How we cite our quotes: (Chapter.Paragraph)
Quote #1
"A substitute, then. Your recommendation, Mr. Childan?" Tagomi deliberately mispronounced the name; insult within the code that made Childan's ears burn. Place pulled, the dreadful mortification of their situation. Robert Childan's aspirations and fears and torments rose up and exposed themselves, swamped him, stopping his tongue. He stammered, his hand sticky on the phone. (1.10)
We're only a few paragraphs in and already we see people using power against each other. We love this example because it's such a minor muscle flexing on Tagomi's part—he's just mispronouncing a name, so it could be an accident. Oh, but it's not, and Childan is just crushed by this "social" power.
Quote #2
It horrified him, this thought: the ancient gigantic cannibal near-man flourishing now, ruling the world once more. We spent a million years escaping him, Frink thought, and now he's back. And not merely as the adversary ... but as the master. (1.62)

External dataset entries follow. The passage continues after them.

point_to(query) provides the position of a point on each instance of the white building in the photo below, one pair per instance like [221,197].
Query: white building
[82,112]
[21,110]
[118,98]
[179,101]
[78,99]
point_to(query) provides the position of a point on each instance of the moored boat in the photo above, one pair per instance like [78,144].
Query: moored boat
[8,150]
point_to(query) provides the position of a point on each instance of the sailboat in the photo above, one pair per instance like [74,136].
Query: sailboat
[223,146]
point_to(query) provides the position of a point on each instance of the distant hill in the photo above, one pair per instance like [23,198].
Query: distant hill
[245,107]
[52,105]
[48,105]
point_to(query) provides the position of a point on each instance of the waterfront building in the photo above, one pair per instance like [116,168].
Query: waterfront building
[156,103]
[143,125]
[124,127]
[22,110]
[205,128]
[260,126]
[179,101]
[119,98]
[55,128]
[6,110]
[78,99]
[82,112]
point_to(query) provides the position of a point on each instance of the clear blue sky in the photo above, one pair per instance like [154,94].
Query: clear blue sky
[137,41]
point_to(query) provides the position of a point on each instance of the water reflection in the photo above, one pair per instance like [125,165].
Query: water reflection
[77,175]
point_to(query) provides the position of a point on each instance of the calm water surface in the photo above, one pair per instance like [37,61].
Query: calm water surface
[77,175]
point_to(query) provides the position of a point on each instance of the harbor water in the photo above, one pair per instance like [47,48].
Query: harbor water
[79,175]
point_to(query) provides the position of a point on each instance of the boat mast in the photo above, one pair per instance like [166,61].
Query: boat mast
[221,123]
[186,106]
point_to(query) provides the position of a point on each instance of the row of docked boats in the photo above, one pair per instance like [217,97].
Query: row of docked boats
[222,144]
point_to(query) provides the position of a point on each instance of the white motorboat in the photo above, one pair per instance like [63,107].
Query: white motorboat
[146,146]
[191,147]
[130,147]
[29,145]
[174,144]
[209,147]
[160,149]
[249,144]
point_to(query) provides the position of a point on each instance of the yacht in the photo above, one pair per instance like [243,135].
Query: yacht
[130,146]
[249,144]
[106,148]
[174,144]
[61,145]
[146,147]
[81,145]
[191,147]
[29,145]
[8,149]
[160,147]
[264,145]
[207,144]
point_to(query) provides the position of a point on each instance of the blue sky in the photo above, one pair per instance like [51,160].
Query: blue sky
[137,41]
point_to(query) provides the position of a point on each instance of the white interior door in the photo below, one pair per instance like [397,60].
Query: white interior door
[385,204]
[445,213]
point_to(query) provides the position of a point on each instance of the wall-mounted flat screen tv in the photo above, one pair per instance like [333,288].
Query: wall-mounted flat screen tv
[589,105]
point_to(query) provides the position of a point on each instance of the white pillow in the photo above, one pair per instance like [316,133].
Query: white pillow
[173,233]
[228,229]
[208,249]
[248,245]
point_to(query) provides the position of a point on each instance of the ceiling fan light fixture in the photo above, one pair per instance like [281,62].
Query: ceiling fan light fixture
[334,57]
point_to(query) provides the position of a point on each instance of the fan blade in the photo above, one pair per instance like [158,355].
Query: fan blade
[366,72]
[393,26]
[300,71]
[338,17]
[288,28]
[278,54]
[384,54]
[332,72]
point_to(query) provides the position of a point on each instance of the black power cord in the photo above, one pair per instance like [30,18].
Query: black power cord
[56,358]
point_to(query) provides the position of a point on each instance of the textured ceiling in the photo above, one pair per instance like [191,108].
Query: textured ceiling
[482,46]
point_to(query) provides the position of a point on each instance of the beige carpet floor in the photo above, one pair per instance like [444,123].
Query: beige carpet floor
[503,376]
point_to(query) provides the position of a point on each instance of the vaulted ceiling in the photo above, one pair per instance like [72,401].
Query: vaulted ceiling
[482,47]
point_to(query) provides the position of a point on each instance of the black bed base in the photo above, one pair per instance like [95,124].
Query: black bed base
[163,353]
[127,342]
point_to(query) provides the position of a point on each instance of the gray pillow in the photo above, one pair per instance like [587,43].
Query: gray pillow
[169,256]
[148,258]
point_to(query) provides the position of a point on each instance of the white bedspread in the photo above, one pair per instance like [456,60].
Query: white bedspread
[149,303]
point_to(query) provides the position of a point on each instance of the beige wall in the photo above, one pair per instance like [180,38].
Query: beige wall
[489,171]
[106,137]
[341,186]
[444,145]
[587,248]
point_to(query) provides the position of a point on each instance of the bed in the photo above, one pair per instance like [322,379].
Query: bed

Childan may have to deal with Japanese social power, but Frank Frink has another worry, which is that the savage Nazis can get him wherever he goes. It might seem like a flight of imagination to imagine the Nazis as cavemen (oh, whimsical), but this expresses Frank's anxiety as clearly as Childan getting tongue-tied.
Quote #3
And yet old W-M was really very powerful. He owned controlling interests in a variety of enterprises, speculations, real estate. As well as the W-M Corporation factory. (4.2)
Frank Frink thinks of Wyndam-Matson purely as an economic power, owning a bunch of real estate and businesses. But as we see later, W-M also has connections with the government and the police, though they may be secret. (That's real power, when no one knows.)